2019 Queen Sonja International Music Competition Finalists Announced

By Xenia Hanusiak

Last night at the Norwegian Academy of Music in Oslo the six finalists for the 2019 Queen Sonja International Music Competition were announced.

They are: soprano Meigui Zhang (China, 26), mezzo-soprano Natalia Tanasaii (Moldova, 28), baritones Sergey Kaydalov (Russia, 27), Adam Kutny (Poland, 27), Stefan Astakhov (Germany, 21), and tenor Theodore Browne (Germany, 28).

The finalists will compete on Friday, August 23, 2019 at the Norwegian National Opera and Ballet when they will sing operatic arias from their repertoire list together with staged operatic duets selected by members of the jury. In the seven hours of semifinals, 11 singers, representing 10 countries, offered a mixed own choice program of selections from lieder, art song, oratorio, and opera.

In a competition that is both an open call and allows direct admittance to the preliminary rounds via nominations by established partnerships: International Opera studio (Opera Zurich), The International Opera Studio (Staastoper Unter den Linden, Berlin), the Jette Parker Young Artists Programme (Royal Opera House Convent Garden), the Lindemann Young Artist Development Program (Metropolitan Opera), The Opera Studio (Bayerische Staatsoper, Munich), the Teatro all Scala Academy Young Artists Program (Teatro alla Scala) and the Young Artists Opera Program (Bolshoi Theater, Moscow), half the finalists hail from one of these programs allowing these contestants to be prepared by their house coaches.

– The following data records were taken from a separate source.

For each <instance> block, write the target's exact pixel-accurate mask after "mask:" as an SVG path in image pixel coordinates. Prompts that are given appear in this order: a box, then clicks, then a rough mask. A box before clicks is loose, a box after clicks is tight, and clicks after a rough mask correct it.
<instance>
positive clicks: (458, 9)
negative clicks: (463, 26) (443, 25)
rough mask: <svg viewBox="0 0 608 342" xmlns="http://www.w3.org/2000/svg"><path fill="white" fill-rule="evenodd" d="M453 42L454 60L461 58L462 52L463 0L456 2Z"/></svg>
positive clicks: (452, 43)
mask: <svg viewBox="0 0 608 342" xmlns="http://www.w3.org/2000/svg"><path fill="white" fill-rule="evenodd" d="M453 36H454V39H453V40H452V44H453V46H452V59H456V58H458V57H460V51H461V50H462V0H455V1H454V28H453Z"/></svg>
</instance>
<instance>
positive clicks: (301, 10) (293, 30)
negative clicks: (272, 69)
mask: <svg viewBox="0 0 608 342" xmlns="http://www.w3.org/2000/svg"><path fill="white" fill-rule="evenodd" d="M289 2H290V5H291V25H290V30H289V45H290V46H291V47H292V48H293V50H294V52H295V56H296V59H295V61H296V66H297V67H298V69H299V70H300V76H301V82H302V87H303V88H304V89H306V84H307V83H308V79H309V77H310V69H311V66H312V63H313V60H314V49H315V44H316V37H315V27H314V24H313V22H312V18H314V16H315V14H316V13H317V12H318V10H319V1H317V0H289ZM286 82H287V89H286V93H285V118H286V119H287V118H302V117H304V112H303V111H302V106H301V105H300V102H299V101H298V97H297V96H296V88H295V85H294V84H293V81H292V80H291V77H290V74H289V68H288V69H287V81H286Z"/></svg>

This was a field of seasoned singers. Some occupy ensemble positions, others are engaged on the soloist’s roster and many are signed. Luminous 30-year old Brazilian mezzo-soprano, Josy Santos, a surprising exclusion from the finals, is a former ensemble member of Staatsoper Hannover, while finalist Sergey Kaydalov is already a soloist at the Mariinsky Theater. It is evident from the ultimate choices that voice quality stood out as a distinguishing decider.

In each finalist, the value and technical dependability of the voices is indefatigable.

Of the semifinalists who did not proceed–and most surely by the slimmest of margins, American soprano Emily Pogorelc shimmered with musicality in Debussy’s “Apparition” and was pinpoint accurate in coloratura and charm in “Myself I Shall Adore” from Handel’s “Semele.” Josy Santos’s gracious and poetically nuanced phrasing in “Thy Hand, Belinda” from Purcell’s “Dido and Aeneas” reveals a beguiling artist who will sustain an absolute career.

In the spirit of Hollywood award show commentary, I venture the following for Friday’s final.

Germany’s tenor, Theodore Browne who raised his value with his effortless, shiny high C’s in Donizetti’s “Ah Mes ami, quel jour de fête!” will win and should win – that is, if he has not peaked too early.

For sheer beauty of tone Natalia’s Tanasii’s mezzo and Adam Kutny’s unassailable baritone will compete for the prize but Russian baritone Sergey Kaydalov is the attention seeking all-rounder with theatrical and voice matching invincibility. The remaining two finalists Meigui Zhang and Stefan Astakhov, with less stage experience may surprise but their upset is unlikely.